In this way, Penn almost completely diverges from the rest of the Ivy League. Yale, for instance, sorts students randomly into college houses, where they remain for four years. This sorting system is based on nothing and allows students to interact across socioeconomic, racial and other spectrums. Yale students also live in suites (which is only true for some Penn students), creating a sense of family within each dormitory. Harvard has a similar system. At Columbia, most students live in on-campus dormitories all four years, as with Brown and Dartmouth.

We need to question whether living with those who are like you is useful. Of course, it’s nice to live with a community of those with whom you self-identity. But we also must ask whether this contributes to a groupthink culture and homogenizes discourse.

A study by Gary Pike and George Kuh confirmed that “Only living on campus had a direct, positive effect on learning and intellectual development, whereas all four background variables were indirectly related to gains ... If an institution is serious about improving first-generation student success rates, then it should require them to live on campus at least for the first year of college.”

These disparities also affect social relations. Living in a fraternity means you can afford to host a party, and living in Domus means you can smoke on the balconies and not expect to get caught by your RA. The divergence in housing opportunities brings many of us back to high school, where some have the ability to run the social scene while others are left under strict financial and social restrictions beyond their control.

The ability to move off campus likely hurts on-campus living as well. First, the market to move off campus means that Penn has to do less to drive down costs. It can simply expect students to choose cheaper options off campus, often forcing students to choose the option that does not meet their expectations of a college dormitory environment for the sake of saving money. Second, the large off-campus population means that the lobbying force of students living on campus to demand decent living conditions is severely reduced.
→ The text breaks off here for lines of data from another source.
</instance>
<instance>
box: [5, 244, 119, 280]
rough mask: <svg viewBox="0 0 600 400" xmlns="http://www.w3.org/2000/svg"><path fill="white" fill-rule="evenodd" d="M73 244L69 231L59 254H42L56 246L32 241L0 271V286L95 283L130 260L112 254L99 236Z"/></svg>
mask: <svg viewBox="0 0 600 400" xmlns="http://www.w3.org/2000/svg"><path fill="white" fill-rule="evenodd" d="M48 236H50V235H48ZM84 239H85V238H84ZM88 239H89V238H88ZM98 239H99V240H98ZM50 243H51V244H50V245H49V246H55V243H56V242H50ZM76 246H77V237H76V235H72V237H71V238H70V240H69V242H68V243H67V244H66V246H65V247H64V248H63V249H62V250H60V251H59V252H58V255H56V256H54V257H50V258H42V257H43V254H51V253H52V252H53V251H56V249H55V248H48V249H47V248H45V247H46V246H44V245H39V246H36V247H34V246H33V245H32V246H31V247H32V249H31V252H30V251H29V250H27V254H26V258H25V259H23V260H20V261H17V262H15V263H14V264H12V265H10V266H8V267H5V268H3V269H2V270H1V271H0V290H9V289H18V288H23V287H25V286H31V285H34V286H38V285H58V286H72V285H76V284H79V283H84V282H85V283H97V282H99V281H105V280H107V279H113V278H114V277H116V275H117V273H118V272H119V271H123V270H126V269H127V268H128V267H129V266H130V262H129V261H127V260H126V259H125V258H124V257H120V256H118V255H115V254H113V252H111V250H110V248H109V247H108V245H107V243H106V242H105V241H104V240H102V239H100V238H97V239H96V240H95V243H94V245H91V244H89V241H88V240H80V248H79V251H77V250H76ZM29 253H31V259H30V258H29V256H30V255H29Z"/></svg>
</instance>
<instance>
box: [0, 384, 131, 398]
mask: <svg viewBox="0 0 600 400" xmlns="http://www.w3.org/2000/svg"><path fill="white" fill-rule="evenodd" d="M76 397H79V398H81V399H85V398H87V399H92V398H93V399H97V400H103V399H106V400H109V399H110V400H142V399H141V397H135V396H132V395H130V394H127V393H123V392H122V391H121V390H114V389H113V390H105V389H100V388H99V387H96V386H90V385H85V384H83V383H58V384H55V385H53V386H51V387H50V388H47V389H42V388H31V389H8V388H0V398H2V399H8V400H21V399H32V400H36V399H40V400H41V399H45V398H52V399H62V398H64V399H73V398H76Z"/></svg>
And we shouldn’t assume that the off-campus market is out of Penn’s control. That’s simply not the case. The University has purchased millions in off-campus housing, making it one of the largest landlords in West Philadelphia. So is it the availability of off-campus housing that causes Penn to seemingly let its on-campus options grow stale (which also doesn’t explain the building of the aforementioned New College House)? Or is it that Penn chooses to limit its on-campus housing, which would seem to be in direct confrontation with its housing mission: “to bring together undergraduates, faculty, staff and graduate students to form vibrant residential communities within the larger context of our renowned urban campus, right in the heart of historic Philadelphia.”

As a community, we have to ask whether our structure and process of housing organization is fostering a helpful and diverse learning community. If students can self-select where to live, they can choose to leave the very intellectual communities Penn tries to foster. The challenge of living with people who vastly differ from you is taken away. Perhaps we’re losing part of a college experience we should spend more time demanding.